REVIEW: “The Day by Day Mosque” by Mortada Gzar

Review of Mortada Gzar, Katharine Halls (trans.), “The Day by Day Mosque”, Iraq+100, edited by Hassan Blasim (Comma Press, 2016): 81-85 — Purchase here. Reviewed by Sara L. Uckelman. (Read the review of the anthology.)

Gzar’s story is told with language that has a lovely lyric quality, full of beautiful imagery and clever turns of phrase; I can only admire Halls’s translation, which must have been a difficult piece in order to retain this quality of prose from the original language. “The Day by Day Mosque” is quite a short story, and though it is set in the future, I felt like I learned a lot about the present reading it, both when the narrator harkens back to their past and their history, and in the way the future is contrasted with the past, i.e., our present. This importance of the present for a story set in the future is a theme that Page picks up on in the afterword of the collection:

The best science fiction, they say, tells us more about the context it’s written in than the future it’s trying to predict” (p. 175)
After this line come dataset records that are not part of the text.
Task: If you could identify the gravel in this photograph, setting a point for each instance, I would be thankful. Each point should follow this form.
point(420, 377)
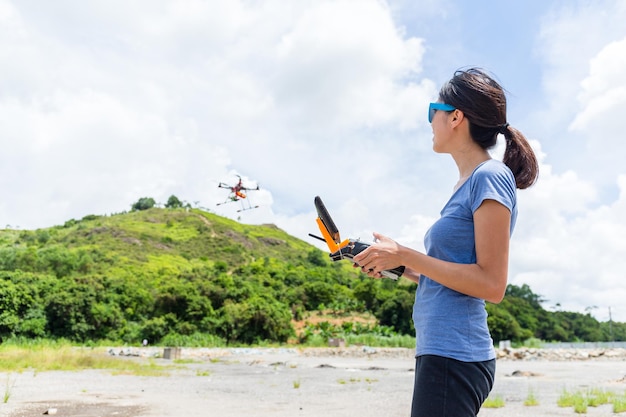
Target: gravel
point(277, 382)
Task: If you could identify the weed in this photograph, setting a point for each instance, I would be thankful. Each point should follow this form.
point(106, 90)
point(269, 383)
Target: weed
point(619, 404)
point(8, 387)
point(68, 358)
point(494, 402)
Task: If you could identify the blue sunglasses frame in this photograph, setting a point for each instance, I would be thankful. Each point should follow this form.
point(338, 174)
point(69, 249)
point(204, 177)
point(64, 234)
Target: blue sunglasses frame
point(438, 106)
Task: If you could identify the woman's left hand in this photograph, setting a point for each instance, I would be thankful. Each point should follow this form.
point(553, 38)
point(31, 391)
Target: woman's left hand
point(382, 255)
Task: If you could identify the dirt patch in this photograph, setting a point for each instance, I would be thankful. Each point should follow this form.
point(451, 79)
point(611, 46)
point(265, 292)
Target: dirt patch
point(76, 409)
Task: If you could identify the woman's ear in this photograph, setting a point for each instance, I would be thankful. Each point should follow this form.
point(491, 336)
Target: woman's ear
point(456, 117)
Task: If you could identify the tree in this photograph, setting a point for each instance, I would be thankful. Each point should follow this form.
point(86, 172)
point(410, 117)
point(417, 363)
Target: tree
point(144, 203)
point(173, 202)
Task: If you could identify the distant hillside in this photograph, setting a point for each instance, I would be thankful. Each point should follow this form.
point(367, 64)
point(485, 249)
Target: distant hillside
point(185, 276)
point(156, 272)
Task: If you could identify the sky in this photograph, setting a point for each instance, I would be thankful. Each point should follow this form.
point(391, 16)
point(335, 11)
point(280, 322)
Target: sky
point(105, 102)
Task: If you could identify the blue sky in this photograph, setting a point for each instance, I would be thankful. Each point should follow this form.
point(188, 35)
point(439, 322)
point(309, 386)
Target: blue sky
point(102, 103)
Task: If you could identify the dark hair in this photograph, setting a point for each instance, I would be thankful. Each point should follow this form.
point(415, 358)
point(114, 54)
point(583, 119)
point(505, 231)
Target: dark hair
point(482, 100)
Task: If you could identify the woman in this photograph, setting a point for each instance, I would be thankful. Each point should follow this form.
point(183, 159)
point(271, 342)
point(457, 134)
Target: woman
point(467, 249)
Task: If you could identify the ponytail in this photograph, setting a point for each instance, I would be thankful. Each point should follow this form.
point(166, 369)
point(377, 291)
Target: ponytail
point(520, 158)
point(483, 101)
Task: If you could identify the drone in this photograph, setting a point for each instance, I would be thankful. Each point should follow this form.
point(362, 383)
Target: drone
point(238, 193)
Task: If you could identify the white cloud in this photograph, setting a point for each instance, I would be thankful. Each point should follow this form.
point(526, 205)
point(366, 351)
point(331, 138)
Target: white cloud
point(102, 103)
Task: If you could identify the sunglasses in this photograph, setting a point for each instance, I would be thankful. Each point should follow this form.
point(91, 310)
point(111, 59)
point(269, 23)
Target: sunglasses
point(437, 106)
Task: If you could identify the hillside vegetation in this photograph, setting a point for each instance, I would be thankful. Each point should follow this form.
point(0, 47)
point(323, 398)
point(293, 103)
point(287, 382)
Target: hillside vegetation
point(180, 274)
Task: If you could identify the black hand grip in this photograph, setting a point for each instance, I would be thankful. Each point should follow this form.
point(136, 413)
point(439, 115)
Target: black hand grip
point(355, 247)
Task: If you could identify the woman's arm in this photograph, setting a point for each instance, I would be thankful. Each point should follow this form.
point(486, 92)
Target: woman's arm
point(485, 279)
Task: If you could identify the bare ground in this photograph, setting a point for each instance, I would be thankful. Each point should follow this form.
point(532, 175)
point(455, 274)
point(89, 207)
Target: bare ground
point(360, 382)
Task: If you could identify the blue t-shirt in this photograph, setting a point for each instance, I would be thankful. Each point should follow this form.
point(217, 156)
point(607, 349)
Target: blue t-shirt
point(448, 323)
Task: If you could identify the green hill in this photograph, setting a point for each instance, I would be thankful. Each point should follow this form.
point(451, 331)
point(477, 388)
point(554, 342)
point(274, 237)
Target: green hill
point(160, 272)
point(186, 276)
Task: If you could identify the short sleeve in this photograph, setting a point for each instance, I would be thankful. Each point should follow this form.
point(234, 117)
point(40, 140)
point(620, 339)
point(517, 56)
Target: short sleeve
point(493, 181)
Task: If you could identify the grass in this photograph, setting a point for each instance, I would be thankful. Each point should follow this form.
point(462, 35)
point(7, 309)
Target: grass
point(593, 397)
point(619, 404)
point(494, 402)
point(52, 357)
point(7, 389)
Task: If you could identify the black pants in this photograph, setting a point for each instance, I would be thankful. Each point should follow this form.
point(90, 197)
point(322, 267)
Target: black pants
point(446, 387)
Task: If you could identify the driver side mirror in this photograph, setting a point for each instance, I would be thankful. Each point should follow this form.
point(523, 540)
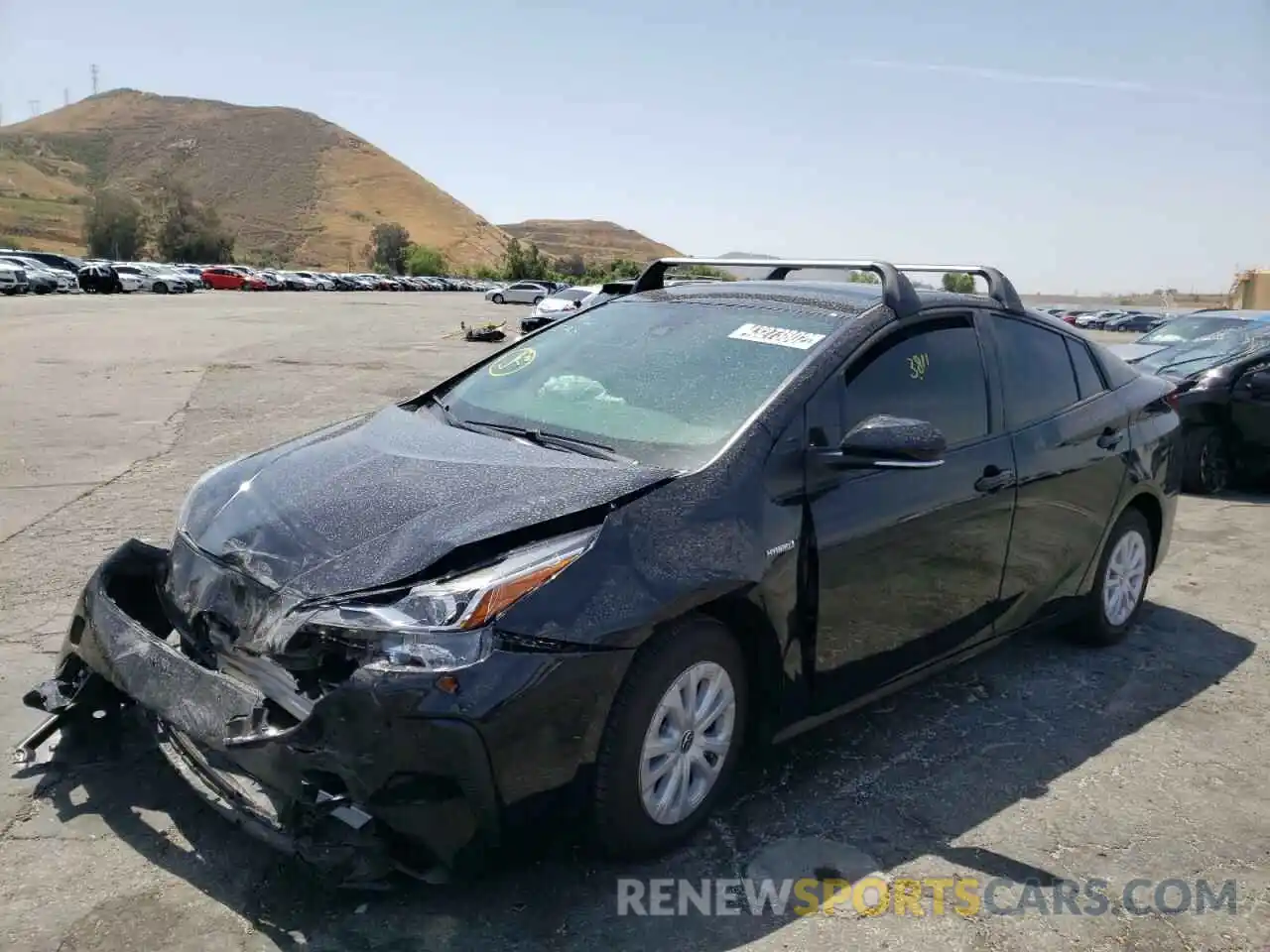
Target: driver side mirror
point(885, 442)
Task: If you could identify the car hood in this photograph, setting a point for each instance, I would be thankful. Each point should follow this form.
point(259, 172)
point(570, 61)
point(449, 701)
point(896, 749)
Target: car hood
point(380, 499)
point(1130, 353)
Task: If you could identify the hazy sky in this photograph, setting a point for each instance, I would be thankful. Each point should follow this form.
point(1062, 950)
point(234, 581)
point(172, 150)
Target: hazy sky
point(1091, 145)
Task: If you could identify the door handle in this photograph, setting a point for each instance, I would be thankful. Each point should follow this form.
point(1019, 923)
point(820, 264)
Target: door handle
point(1110, 438)
point(993, 480)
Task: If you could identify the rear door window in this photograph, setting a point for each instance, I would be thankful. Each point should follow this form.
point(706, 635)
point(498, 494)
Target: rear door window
point(1088, 381)
point(1037, 375)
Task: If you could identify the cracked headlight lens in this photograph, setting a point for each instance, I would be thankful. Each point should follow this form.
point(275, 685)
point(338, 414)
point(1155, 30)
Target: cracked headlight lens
point(444, 625)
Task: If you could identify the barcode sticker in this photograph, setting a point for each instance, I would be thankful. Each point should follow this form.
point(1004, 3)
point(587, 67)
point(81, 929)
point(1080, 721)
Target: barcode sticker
point(781, 336)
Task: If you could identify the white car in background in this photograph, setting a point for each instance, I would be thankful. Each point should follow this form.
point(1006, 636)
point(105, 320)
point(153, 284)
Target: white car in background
point(564, 301)
point(145, 281)
point(521, 293)
point(13, 280)
point(318, 282)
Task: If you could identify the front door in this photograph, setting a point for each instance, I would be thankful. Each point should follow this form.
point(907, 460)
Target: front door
point(908, 561)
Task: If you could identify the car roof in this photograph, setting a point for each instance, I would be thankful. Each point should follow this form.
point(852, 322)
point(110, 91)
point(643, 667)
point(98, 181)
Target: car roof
point(828, 295)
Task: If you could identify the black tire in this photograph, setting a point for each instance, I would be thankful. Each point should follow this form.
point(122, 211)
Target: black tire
point(1206, 461)
point(621, 825)
point(1095, 627)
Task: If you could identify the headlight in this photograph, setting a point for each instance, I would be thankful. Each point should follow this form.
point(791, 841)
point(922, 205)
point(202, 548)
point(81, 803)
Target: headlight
point(443, 626)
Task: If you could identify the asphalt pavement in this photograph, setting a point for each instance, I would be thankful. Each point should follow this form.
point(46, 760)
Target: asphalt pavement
point(1039, 762)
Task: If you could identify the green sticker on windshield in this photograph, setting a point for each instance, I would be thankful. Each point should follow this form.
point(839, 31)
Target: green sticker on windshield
point(512, 362)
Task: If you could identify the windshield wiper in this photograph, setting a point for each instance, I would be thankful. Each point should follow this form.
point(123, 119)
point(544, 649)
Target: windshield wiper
point(554, 440)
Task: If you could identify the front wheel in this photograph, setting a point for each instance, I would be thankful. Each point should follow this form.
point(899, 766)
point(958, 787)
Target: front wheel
point(1120, 585)
point(674, 739)
point(1206, 465)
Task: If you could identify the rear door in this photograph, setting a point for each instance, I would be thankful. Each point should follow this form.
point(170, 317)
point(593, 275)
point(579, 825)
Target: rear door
point(1071, 447)
point(908, 560)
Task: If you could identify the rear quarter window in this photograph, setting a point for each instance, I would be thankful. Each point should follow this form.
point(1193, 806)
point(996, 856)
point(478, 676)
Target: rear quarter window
point(1114, 370)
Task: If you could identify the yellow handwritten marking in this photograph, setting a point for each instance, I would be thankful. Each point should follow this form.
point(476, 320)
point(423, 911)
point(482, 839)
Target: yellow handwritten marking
point(513, 362)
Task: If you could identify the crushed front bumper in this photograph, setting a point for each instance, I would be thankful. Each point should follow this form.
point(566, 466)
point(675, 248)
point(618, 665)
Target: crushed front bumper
point(367, 783)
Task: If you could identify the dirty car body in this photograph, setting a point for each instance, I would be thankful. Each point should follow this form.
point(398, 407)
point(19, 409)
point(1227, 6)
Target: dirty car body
point(377, 645)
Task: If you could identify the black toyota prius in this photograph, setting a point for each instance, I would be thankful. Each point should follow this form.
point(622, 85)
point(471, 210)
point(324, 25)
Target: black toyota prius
point(603, 558)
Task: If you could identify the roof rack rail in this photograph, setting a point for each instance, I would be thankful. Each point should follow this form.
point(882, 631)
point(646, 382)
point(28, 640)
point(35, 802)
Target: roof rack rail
point(897, 291)
point(1000, 289)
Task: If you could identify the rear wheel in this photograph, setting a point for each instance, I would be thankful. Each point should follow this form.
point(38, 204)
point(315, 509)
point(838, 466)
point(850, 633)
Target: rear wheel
point(1206, 466)
point(674, 739)
point(1120, 585)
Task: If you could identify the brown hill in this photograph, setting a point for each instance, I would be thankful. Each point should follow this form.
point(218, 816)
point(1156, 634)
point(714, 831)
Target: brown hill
point(290, 184)
point(592, 240)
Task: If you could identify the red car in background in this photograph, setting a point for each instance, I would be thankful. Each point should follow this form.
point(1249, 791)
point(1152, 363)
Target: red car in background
point(230, 280)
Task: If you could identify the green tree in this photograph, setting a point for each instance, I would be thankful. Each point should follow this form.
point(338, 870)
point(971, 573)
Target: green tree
point(114, 226)
point(390, 243)
point(959, 284)
point(429, 262)
point(186, 230)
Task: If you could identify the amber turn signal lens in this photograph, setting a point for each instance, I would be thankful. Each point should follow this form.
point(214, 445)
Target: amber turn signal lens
point(499, 598)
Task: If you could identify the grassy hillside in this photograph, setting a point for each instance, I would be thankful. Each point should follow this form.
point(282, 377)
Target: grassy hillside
point(595, 241)
point(287, 182)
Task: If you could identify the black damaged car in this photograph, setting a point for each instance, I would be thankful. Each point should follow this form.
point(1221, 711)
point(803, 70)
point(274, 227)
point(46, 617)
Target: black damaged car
point(1223, 399)
point(604, 558)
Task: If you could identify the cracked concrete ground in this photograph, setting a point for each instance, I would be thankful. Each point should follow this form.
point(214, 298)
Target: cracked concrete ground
point(1040, 761)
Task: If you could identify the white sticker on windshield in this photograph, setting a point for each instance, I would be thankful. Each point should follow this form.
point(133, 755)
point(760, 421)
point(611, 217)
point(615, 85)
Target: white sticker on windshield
point(781, 336)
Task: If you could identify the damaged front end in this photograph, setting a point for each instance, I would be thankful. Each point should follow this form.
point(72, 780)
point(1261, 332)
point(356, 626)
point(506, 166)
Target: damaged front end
point(333, 730)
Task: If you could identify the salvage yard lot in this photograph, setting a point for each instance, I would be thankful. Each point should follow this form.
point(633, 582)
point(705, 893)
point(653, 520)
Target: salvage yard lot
point(1040, 761)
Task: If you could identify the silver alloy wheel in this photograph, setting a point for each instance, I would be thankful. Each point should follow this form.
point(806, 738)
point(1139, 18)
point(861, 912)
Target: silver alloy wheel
point(688, 743)
point(1125, 578)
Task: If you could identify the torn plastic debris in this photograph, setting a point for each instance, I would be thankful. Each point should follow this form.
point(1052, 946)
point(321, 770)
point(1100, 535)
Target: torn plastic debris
point(484, 331)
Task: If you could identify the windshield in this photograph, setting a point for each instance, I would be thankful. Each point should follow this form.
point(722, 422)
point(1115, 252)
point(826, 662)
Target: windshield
point(1197, 356)
point(1189, 329)
point(662, 382)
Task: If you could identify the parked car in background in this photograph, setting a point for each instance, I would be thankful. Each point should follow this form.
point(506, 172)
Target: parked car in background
point(1180, 330)
point(40, 278)
point(561, 302)
point(13, 280)
point(50, 259)
point(804, 499)
point(230, 278)
point(102, 278)
point(1223, 399)
point(317, 282)
point(521, 293)
point(1135, 322)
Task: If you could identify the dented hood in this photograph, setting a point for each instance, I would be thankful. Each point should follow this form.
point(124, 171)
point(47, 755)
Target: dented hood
point(379, 499)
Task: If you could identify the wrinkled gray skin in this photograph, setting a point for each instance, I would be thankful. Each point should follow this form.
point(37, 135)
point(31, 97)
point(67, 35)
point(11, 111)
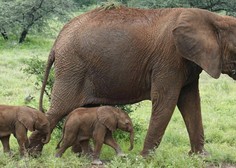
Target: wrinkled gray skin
point(97, 123)
point(126, 55)
point(17, 120)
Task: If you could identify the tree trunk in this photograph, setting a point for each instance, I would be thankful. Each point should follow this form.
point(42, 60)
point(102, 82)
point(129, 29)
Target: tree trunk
point(23, 35)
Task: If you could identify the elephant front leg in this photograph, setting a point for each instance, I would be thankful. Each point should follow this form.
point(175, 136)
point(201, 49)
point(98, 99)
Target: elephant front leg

Some of the stories in the anthology require the reader to have more knowledge of the current present than others; this one, unfortunately, is one of them. The main speculative thread running through the story was the “Inversion Project, which will convert south to north” (p. 84). The resulting change in orientation seems to be quite significant, but the significance of it unfortunately escaped me, without a deeper context in which to locate the story. In this particular instance, I’m willing to say the defect is in me, not the story.